The Age
28 June 2007
WARM FILM ABOUT FAMILY TRANSITIONS A REAL 'BALANCING' ACT
by Philippa Hawker

 

Cherie Nowlan's second feature, Clubland, hasn't exactly followed hard on the heels of her first. It has been 10 years since the release of her debut feature, Thank God He Met Lizzie, starring Cate Blanchett. This is, Nowlan says with equanimity, the way things work.

 

Ten years is a long time, but she has been busy, she has been part of the industry, and she has built some strong creative partnerships. "There has been TV and there have been commercials, and the thing is, I love directing - it could be a toothpaste ad or a telemovie, it's all the same to me."

 

But, she admits, there was a point when she felt that Clubland - from a script that the writer, Keith Thompson, began 14 years ago - was not going to go into production. "I think I had given up, at one point," she says, "and the producer, Rosemary Blight, sensed this, and it made her even more determined to make it happen."

 

Clubland is a story of a family in transition. The matriarch is the formidable Jean (Brenda Blethyn), who quit a promising career in comedy in England to come to Australia with her country-singer husband (Frankie J. Holden). They split up and she stayed here and raised their two sons, one of them with special needs, on her own. She works in a canteen by day, and doggedly hustles the comedy circuit by night: her older boy, Tim (Khan Chittenden) drives her to gigs.

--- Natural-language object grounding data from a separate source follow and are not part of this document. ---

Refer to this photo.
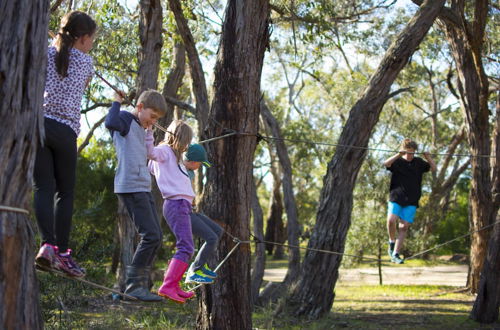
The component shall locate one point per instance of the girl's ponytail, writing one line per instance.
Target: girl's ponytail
(178, 137)
(73, 26)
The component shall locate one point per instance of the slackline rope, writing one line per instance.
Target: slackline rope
(233, 132)
(13, 209)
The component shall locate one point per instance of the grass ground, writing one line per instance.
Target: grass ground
(68, 304)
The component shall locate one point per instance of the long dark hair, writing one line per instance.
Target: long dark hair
(73, 26)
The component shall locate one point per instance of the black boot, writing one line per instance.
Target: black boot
(137, 284)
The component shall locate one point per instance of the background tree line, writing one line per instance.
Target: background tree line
(364, 73)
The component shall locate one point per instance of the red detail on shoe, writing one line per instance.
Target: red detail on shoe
(46, 255)
(66, 264)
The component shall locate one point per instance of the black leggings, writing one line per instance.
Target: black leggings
(54, 183)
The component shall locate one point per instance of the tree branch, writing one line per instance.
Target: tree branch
(180, 104)
(90, 134)
(197, 76)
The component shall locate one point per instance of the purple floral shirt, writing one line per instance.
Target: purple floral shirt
(63, 96)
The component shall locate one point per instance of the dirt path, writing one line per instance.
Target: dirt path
(455, 275)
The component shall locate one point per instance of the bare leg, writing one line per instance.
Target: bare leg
(391, 226)
(403, 229)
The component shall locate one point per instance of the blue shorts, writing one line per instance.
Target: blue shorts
(407, 213)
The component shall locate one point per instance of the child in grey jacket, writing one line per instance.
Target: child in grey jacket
(133, 184)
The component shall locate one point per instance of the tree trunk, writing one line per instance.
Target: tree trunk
(245, 36)
(150, 34)
(174, 82)
(313, 296)
(23, 40)
(466, 42)
(275, 229)
(195, 67)
(487, 303)
(260, 253)
(289, 196)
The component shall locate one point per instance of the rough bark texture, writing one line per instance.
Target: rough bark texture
(196, 69)
(23, 40)
(174, 82)
(260, 253)
(227, 196)
(313, 296)
(150, 28)
(275, 228)
(466, 41)
(487, 303)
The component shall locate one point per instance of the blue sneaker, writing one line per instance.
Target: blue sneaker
(198, 277)
(208, 272)
(397, 259)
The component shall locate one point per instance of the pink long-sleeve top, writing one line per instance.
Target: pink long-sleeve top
(171, 177)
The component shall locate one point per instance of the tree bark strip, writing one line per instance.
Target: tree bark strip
(313, 296)
(227, 196)
(150, 34)
(260, 253)
(23, 55)
(466, 42)
(487, 304)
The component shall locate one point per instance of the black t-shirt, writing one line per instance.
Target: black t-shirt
(406, 180)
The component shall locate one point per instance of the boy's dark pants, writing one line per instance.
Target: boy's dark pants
(54, 176)
(141, 207)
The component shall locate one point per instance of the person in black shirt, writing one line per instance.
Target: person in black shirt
(405, 191)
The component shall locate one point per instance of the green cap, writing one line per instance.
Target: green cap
(196, 153)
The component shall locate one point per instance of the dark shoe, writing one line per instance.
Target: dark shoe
(137, 284)
(397, 259)
(46, 255)
(66, 264)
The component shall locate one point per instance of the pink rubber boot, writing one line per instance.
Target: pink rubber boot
(180, 292)
(170, 285)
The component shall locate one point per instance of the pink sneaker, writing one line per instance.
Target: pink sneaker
(46, 256)
(66, 264)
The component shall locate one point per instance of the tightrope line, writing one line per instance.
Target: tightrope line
(13, 209)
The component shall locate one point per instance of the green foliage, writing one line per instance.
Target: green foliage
(95, 204)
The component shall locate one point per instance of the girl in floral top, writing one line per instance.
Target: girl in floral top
(69, 70)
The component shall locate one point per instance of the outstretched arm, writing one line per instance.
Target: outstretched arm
(429, 159)
(113, 120)
(154, 153)
(389, 161)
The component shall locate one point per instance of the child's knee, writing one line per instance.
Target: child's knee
(154, 238)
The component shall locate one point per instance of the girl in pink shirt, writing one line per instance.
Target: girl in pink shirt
(69, 70)
(175, 186)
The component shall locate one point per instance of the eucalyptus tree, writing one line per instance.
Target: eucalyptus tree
(23, 40)
(465, 25)
(313, 296)
(235, 105)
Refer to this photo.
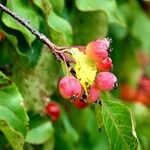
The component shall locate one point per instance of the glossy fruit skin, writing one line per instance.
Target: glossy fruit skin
(79, 104)
(105, 81)
(97, 50)
(104, 65)
(94, 94)
(53, 110)
(70, 88)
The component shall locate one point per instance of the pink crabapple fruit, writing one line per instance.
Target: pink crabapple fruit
(53, 110)
(70, 88)
(105, 81)
(94, 94)
(104, 65)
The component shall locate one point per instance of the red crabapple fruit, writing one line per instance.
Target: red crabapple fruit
(104, 65)
(70, 88)
(53, 110)
(98, 50)
(105, 81)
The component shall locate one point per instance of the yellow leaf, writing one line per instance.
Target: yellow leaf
(85, 68)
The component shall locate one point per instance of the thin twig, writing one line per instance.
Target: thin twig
(54, 49)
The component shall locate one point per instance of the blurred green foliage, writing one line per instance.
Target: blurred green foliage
(27, 62)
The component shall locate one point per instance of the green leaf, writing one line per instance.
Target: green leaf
(13, 118)
(99, 118)
(107, 6)
(141, 25)
(58, 6)
(84, 67)
(118, 125)
(40, 134)
(15, 138)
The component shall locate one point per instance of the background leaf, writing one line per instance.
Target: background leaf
(40, 134)
(118, 125)
(13, 118)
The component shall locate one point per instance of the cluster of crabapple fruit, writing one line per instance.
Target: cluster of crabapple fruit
(70, 87)
(53, 110)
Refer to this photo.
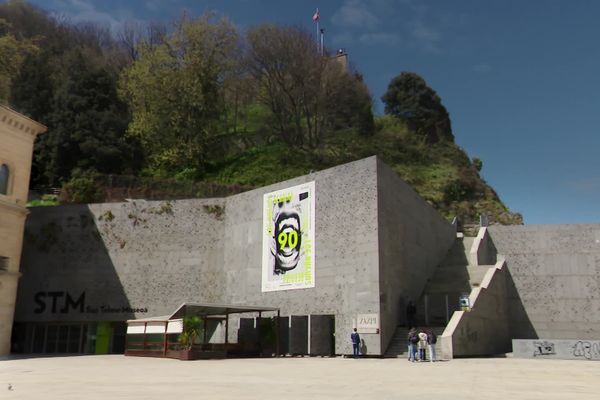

But her children are growing away from her, and her professional life, finally, is at the crossroads.

 

The film, like its characters' lives, is full of balancing acts. Clubland is divided between mother and son: there's a coming-of-age narrative for Tim, and a coming-to-terms story for Jean, who has to realise that things are not what they were.

 

There are other divisions too: a struggle for power, over Tim, between his mother and his new girlfriend, Jill (Emma Booth), who don't actually meet, Nowlan points out, until 49 minutes into the film. "My model for that, actually, is The Graduate, where the girlfriend isn't revealed until almost an hour in." She was, she says, "forever, with the script and in the editing room, making sure that the balance between the separate stories was right."

 

Another balancing act was Jean and her comic impact. The audience needs to register that she is a smart and funny woman, but that her humour sometimes misses the mark. Nowlan and Blethyn worked on this with comedian Jo Brand, refining comedy routines: "Brenda kept exploring her monologues; she dreamt them actually."

 

Nowlan is reluctant to concede that the word "monster" might be used about Jean. "For me, she's a very real character. She's got her edges and her barbs, and that's what I love about her." And, she says, "let's face it, if she isn't difficult, then the journey is so much less interesting." But, at the same time, she adds, "I always say that characters don't have to be likeable, but actors do. And when you cast someone like Brenda Blethyn you're sending a message to your audience that you're probably going to like this woman, no matter what she does."

 

Nowlan can't say enough about Blethyn's commitment to the role. She is also full of praise for Emma Booth and her "abundant natural ability". "When I worked with Cate Blanchett, she had three years of drama school, four years of pretty much non-stop work in theatre and TV, but this kid was pretty much intuitive. If she isn't a star, I'll eat my hat, as my mother would say."